Pode a mente medíocre
“realizar” Deus? Não é isso, Senhor? Podeis
usar as palavras “realizar o seu preenchimento” — o
que quer que elas signifiquem. Pode a mente ser libertada, pode a mente
achar a Verdade, Deus? Senhor, tende a bondade de escutar. Pode a mente
medíocre, pequena, perturbada, a mente mesquinha, dividida,
vulgar, achar a Realidade? A Realidade é
coisa totalmente desconhecida. É uma coisa que só pode
existir momento por momento, e não uma coisa fixa num ponto,
onde eu possa ir apanhá-la. Se ela está fixa num ponto
para eu alcançá-la, ela é uma invenção
da mente. Criamos Deus à nossa imagem, não é verdade?
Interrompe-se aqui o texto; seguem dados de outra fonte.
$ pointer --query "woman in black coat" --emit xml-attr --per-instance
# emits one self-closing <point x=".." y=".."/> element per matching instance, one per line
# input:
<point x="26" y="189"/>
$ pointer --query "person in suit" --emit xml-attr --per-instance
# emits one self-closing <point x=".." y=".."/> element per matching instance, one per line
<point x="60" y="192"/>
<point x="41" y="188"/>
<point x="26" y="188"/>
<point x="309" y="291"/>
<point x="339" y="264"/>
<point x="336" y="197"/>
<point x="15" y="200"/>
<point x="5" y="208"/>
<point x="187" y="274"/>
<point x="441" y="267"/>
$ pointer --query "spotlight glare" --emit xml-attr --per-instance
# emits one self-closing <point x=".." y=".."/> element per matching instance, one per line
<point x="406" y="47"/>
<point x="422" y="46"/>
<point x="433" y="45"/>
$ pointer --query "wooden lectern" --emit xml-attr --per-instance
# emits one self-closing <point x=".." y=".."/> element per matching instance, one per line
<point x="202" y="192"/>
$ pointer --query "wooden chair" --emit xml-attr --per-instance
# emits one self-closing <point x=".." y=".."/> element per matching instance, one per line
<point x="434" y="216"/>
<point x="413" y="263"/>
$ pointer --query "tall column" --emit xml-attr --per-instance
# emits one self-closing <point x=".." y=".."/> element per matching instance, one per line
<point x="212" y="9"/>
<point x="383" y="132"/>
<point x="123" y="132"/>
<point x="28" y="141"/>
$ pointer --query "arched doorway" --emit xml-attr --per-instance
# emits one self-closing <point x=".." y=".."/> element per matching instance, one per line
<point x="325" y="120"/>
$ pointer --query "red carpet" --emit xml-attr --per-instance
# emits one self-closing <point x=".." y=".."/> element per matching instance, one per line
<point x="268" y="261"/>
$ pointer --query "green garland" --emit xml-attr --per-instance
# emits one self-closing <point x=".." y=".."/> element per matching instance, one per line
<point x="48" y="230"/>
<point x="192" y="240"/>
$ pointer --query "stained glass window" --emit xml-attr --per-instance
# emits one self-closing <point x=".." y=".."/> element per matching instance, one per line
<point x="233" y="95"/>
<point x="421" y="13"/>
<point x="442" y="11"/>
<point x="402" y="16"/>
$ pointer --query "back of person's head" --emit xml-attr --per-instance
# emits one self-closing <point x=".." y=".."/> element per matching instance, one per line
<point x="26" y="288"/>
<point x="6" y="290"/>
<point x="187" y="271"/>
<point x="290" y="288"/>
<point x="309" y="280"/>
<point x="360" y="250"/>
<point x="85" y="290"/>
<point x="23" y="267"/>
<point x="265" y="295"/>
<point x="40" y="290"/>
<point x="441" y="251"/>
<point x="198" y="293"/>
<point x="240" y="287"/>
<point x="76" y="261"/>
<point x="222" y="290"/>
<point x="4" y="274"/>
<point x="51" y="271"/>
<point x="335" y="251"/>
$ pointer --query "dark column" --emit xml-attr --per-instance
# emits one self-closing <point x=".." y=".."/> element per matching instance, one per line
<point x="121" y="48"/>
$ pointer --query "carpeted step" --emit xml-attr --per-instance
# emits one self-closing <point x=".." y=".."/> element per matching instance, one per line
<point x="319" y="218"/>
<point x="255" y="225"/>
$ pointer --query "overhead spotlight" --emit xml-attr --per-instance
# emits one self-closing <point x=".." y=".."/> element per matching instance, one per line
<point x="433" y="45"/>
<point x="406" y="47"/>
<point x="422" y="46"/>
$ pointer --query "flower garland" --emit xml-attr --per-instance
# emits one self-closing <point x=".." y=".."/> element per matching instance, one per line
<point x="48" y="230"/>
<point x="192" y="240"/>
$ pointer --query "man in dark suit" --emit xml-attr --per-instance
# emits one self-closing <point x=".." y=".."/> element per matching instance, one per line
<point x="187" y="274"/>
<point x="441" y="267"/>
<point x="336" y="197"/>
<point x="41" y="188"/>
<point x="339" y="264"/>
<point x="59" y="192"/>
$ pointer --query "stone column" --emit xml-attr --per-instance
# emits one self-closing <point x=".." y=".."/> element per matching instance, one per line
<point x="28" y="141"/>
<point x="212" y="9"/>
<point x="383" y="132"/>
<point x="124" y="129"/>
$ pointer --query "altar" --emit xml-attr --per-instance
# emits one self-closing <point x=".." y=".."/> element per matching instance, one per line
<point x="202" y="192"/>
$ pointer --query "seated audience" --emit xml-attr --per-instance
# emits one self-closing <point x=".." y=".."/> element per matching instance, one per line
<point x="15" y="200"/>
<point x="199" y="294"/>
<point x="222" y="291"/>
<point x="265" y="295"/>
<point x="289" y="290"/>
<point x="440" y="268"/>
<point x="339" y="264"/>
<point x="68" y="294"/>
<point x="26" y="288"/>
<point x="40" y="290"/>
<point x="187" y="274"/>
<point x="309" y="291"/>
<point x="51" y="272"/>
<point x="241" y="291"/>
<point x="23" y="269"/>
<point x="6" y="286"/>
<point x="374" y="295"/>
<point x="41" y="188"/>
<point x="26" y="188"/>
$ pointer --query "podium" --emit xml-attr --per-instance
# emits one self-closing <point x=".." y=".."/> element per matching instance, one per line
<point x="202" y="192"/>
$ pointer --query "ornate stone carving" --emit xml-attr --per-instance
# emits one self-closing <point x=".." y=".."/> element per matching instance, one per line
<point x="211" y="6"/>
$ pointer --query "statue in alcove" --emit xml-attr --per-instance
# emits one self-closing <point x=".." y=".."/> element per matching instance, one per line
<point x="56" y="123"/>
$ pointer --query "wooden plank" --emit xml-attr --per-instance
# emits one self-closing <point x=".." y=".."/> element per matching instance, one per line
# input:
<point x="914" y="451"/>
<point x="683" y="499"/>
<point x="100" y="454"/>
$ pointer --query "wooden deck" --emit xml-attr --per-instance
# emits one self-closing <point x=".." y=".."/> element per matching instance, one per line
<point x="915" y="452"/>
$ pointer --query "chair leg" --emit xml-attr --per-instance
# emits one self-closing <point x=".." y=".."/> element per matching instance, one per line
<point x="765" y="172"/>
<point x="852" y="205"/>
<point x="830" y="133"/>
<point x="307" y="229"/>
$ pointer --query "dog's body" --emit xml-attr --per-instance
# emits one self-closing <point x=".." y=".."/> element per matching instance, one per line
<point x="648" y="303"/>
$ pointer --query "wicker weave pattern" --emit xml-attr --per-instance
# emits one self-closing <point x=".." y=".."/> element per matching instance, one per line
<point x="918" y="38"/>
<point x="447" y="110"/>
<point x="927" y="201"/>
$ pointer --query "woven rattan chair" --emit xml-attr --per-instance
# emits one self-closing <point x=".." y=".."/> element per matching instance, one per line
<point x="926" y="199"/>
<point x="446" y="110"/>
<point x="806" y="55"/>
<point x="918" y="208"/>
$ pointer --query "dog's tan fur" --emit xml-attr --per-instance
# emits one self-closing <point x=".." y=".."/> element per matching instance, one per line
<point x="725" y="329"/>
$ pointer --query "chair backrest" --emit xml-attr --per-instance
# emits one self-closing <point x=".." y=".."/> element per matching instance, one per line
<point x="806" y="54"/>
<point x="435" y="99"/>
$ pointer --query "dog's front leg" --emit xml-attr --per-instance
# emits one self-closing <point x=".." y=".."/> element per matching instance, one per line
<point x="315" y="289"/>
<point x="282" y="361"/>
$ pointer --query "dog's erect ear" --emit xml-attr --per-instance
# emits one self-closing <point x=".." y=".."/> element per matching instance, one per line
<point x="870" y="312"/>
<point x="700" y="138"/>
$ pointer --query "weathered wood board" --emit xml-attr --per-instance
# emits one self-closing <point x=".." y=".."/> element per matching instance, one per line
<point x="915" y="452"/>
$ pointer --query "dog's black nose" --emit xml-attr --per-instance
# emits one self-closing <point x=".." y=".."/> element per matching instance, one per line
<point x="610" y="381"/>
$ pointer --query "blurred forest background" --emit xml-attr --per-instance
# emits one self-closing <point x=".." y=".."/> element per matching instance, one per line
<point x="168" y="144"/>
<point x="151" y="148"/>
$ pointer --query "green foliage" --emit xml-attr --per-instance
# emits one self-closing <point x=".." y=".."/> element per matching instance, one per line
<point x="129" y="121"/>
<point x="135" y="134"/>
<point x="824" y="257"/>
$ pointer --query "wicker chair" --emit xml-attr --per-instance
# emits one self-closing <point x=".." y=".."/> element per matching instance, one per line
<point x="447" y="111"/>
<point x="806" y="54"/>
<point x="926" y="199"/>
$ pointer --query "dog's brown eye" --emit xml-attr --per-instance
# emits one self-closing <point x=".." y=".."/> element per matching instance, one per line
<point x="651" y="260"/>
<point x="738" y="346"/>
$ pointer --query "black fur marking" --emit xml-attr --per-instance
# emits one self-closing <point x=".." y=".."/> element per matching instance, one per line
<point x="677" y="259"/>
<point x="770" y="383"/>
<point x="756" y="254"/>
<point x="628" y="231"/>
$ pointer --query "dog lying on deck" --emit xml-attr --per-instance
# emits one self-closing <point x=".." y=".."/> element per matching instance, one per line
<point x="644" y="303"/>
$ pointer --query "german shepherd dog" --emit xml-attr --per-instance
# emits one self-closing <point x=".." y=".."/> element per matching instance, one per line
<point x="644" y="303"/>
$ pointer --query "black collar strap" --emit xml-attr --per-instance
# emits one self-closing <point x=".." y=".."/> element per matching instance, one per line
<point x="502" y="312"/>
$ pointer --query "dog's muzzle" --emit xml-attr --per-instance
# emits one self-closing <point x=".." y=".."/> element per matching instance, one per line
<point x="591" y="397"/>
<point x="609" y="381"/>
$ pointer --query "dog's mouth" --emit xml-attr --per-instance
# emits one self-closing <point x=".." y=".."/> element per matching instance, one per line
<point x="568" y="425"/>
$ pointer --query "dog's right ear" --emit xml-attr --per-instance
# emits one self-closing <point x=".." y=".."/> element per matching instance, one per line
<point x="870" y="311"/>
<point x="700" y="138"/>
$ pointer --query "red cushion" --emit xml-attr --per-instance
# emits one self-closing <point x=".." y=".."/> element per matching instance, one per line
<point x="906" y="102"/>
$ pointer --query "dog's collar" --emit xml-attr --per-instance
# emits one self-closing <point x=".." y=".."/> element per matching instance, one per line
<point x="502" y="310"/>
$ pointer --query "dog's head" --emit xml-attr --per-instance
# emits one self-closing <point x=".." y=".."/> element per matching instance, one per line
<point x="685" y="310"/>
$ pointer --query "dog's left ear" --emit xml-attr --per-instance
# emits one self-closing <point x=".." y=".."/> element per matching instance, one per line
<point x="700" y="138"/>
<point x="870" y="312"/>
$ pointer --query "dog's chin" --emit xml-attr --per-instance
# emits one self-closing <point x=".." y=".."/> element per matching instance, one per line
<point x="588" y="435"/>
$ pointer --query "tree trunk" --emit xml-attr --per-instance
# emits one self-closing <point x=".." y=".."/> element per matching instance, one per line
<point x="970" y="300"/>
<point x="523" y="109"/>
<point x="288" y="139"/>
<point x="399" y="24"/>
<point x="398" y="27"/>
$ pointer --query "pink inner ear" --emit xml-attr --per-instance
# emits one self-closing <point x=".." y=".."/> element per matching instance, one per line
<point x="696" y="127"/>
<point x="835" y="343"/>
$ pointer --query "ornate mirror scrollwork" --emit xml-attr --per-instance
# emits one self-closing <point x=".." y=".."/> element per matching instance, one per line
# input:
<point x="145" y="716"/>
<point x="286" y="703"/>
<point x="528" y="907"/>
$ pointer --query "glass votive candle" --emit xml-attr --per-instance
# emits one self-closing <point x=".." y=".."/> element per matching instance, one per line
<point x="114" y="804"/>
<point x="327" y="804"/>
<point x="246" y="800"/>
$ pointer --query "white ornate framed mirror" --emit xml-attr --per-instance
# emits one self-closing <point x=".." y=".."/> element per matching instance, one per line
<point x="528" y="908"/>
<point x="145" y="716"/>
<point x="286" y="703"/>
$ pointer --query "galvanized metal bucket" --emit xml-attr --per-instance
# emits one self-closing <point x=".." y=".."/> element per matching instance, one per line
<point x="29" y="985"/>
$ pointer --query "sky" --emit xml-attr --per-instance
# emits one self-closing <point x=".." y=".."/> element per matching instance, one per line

Todos os livros, todos os templos estão cheios dos produtos
da nossa mão — a palavra, a imagem ou o símbolo,
que a mente considera muito importante, porque tem medo de descobrir
por si mesma Pode uma tal mentalidade descobrir a Verdade ou “realizar
o seu preenchimento” o que quer que signifique “seu preenchimento”?
Pode a mente pequenina, que só
pensa em termos de “adquirir mais”, em termos de tempo — fazer
algo amanhã, alcançar alguma coisa na próxima
vida pode uma tal mente compreender o que é atemporal, aquilo
que está
além das exigências psicológicas temporais, oriundas
do desejo? Não pode, evidentemente.
Senhores, Deus não é uma coisa que se pode adquirir
como se adquire um terno de roupa ou uma virtude.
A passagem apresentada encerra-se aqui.